Le passage en caisson conclu cette journée. Le caisson
est utilisé sans exutoire, pour reproduire le plus fidélement
possible les conditions d'un feu de local (un appartement posséde
rarement un exutoire...), avec au départ une forte stratification
de fumée. Les stagiaires utilisent ensuite les impulsions
en petit débit et valident ainsi le fait qu'avec un débit
de seulement 150lpm et une ouverture d'une demi-seconde (à
peine), ils arrivent à supprimer les flammes sur une surface
de plusieurs mètres carrés, à conditions
de savoir ou viser!! Lorsque les stagiaires sont tous passés
aux impulsions, ils repassent pour éteindre, en alternant
pulsing-penciling tout en se rapprochant de la zone de feu. L'extinction
se fait sans jamais perturber l'équilibre thermique à
tel point que le dernier stagiaire se trouve au pied de la zone
de feu pour éteindre, et que tout le monde peut immédiatement
se lever sur la zone de feu pour constater que toute la chaleur
a été absorbée, sans production de vapeur
et avec un plancher qui est resté sec!
Point de vue pratique
D'un point de vue pratique, les formations se déroulent
avec des groupes de seulement 6 stagiaires pour une qualité
pédagogique et une sécurité maximale. Avec
un usage simultané des 3 caissons, ce sont donc 18 stagiaires
qui peuvent suivre le cours dans sa totalité, de façon
simultanée. Ce nombre devrait d'ailleurs augmenter puisqu'il
est prévu d'acquérir d'autres caissons d'ici la
fin 2007, en plus des structures complexes (juxtaposés
et superposées).
Une formation officielle
Début Mai 2007, les premiers formateurs ont reçu
leur agrément de la part du représentant du Ministre,
du Gouverneur de la Province et de la Mme la Député
en charge de la formation. Les sessions de formations des 600
vont s'étaler de Juin à Octobre 2007 et seront suivies
de 2 ou 3 stages de formateurs pour lesquels une quinzaine de
personnes sont déjà inscrites (les stages sont ouverts
aux Belges et aux non-Belges). Avec ces formateurs en plus et
avec la mise en place d'une structure multi-caissons dont les
plans sont déjà réalisés, l'Ecole
de Jurbise disposera d'un potentiel remarquable.

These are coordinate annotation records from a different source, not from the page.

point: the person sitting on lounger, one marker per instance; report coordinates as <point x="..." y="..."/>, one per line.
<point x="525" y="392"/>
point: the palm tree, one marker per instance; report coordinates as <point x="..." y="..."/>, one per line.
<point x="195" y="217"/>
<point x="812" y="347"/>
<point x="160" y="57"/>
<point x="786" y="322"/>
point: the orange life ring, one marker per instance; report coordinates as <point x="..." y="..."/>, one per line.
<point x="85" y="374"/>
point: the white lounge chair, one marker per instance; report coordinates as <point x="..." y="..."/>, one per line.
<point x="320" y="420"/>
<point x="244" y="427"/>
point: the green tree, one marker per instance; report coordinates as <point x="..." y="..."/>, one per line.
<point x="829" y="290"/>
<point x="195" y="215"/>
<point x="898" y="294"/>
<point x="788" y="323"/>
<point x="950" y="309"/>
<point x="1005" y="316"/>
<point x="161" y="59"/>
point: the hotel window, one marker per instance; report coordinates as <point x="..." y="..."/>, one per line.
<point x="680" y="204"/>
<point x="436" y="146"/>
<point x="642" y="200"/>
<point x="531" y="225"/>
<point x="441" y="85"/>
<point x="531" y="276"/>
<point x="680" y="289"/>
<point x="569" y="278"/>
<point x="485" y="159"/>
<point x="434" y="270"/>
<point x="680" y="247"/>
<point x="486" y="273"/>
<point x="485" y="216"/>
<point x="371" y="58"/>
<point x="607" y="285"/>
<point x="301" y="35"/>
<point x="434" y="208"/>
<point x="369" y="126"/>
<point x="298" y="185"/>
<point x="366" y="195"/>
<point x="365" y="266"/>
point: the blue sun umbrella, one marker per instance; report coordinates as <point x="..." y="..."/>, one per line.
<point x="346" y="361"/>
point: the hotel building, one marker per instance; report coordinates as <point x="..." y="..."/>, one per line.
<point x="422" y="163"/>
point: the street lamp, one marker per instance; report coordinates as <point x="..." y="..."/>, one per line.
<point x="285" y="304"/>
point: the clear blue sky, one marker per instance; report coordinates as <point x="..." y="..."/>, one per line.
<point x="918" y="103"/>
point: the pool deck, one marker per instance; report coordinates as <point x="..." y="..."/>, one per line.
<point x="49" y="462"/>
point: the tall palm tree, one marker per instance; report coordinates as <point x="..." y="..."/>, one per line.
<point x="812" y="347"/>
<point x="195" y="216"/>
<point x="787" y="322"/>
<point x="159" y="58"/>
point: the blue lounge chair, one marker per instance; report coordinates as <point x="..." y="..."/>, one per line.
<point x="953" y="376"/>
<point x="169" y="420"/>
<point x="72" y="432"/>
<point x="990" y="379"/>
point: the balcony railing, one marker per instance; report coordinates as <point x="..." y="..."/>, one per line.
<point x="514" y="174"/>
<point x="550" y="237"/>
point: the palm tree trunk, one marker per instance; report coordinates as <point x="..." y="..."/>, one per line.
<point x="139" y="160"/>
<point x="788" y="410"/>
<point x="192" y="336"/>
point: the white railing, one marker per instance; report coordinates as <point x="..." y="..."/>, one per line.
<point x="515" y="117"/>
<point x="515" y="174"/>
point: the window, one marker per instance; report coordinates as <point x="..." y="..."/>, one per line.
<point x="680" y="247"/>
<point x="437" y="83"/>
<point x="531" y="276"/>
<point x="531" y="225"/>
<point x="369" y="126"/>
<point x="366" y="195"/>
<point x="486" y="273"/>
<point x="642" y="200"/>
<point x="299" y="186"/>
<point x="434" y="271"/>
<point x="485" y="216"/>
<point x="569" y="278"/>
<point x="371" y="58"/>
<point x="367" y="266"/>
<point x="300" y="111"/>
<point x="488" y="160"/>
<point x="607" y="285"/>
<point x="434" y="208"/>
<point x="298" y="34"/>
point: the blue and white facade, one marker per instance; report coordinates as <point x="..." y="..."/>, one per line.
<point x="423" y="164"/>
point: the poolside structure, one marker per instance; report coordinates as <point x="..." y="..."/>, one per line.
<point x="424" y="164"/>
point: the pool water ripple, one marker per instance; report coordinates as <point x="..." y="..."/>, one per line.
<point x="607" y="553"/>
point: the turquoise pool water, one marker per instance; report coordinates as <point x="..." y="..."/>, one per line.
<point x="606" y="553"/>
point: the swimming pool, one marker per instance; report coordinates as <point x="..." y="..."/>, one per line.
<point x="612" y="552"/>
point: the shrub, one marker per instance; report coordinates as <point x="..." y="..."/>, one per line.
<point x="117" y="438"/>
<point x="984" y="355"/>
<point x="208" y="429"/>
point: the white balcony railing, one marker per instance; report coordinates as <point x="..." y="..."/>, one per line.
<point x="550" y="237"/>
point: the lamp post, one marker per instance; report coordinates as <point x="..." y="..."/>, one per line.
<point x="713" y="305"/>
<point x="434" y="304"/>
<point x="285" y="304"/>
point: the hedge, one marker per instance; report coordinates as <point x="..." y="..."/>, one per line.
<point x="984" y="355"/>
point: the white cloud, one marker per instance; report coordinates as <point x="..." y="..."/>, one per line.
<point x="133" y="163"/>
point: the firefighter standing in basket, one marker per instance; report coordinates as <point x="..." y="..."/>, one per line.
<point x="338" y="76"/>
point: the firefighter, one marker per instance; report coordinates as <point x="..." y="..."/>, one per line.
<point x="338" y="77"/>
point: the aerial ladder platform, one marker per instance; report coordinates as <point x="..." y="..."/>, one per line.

Durant la formation des formateurs, 36 stagiaires « cobayes
» ont déjà permis de vérifier le déroulement.
Une formation d'Adjudants se tenant sur cette période,
les formateurs en ont profité pour transformer la journée
« théorie flashover » des Adjudants en une
journée avec pratique, et ont donc accueilli une quarantaine
d'élèves dans les caissons. En comptant les formateurs,
les premiers stagiaires, les Adjudants et les 600 sapeurs-pompiers,
ce sont donc près de 700 sapeurs-pompiers qui auront reçu
la formation en Octobre!
En moins de 10 mois, la Belgique, via la Province de Hainaut
et l'Ecole de Jurbise, aura donc fait l'acquisition de caissons,
les aura installés, aura mis en place un contenu pédagogique
de qualité, avec une documentation de plusieurs centaines
de pages, aura formé des formateurs et aura formé
plus de 10% de l'ensemble des sapeurs-pompiers Francophones du
pays.
Décidement, quand la volonté est là, tout est possible!